I still feel dread when I hear that our thyroids will shrink and ‘disapoear’ over time. Is it inevitable that our entire thyroid will ‘go’ in time? Can a mix of ‘teplacement, diet, and lifestyle extend the life of the thyroid

Many thanks as always for sharing your knowledge.

greygoose profile image
greygoose in reply toAdam10

Endos know nothing about Hashi's and antibodies. They think antibodies are irrelevant!

I believe that, if you live long enough, it is inevitable that your thyroid will completely stop working, yes, but I don't know if it will disappear. But, I don't believe that diet and lifestyle have much to do with it. You need good levels of nutrients obviously to be as healthy as you can, but there is not magic food you can eat that is going to reverse the situation. As for cutting stuff out of your diet, well, if you react badly to it, the of course you should cut it out. But, I don't believe that affects your thyroid - I've never seen any convincing proof, anyway.

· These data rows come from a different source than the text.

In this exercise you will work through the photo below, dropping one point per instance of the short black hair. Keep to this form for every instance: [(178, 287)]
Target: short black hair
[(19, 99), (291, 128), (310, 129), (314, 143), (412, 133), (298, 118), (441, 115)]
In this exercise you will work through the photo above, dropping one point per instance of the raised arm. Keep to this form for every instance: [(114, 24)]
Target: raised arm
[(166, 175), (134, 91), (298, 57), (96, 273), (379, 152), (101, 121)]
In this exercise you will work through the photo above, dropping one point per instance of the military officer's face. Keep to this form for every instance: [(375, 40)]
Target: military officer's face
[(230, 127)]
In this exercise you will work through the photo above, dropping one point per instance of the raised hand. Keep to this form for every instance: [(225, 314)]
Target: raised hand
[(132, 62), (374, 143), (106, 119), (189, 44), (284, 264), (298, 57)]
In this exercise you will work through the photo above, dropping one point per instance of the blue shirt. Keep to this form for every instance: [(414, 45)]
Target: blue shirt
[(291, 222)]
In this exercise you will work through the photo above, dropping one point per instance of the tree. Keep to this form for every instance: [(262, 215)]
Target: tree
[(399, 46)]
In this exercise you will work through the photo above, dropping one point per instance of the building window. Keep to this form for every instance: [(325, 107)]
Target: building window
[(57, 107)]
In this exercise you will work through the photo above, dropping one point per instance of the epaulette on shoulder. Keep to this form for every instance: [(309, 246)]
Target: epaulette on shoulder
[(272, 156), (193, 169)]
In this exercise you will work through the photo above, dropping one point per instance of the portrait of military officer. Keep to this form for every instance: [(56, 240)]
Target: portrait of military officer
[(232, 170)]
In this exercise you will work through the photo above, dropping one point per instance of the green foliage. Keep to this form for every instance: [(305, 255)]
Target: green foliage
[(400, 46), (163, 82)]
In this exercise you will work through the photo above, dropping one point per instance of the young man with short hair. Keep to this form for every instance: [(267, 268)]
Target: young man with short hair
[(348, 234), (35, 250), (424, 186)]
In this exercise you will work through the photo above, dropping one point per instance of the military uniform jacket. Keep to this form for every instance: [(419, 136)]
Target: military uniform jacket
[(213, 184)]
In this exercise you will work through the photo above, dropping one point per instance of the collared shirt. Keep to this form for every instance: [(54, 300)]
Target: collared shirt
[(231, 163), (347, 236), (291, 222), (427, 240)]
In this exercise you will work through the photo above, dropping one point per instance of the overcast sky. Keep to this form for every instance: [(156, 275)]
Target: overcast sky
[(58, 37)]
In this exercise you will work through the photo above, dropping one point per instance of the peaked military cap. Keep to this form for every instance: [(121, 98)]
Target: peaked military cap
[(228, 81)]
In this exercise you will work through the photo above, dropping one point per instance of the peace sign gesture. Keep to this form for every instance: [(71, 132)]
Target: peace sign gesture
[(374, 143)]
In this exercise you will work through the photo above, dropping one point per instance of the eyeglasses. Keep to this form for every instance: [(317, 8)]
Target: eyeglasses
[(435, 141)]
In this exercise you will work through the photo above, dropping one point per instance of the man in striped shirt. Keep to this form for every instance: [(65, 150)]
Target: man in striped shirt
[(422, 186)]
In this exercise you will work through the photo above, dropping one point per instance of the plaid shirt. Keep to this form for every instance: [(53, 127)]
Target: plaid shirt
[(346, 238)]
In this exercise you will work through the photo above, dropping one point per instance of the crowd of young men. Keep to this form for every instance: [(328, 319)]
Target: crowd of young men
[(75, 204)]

The advice to cut out gluten and dairy is sometimes good advice because Hashi's people tend to be gluten-sensitive and/or lactose intolerant. But that's not going to stop the Hashi's. And, does it reduce antibodies? How do you prove that without testing every day? Antibodies will reduce with time, anyway, plus they fluctuate, so if they've gone down, they can go up again. Besides, what's the point? Antibodies are not the disease. Even if you managed to get rid of them completely, you would still have Hashi's.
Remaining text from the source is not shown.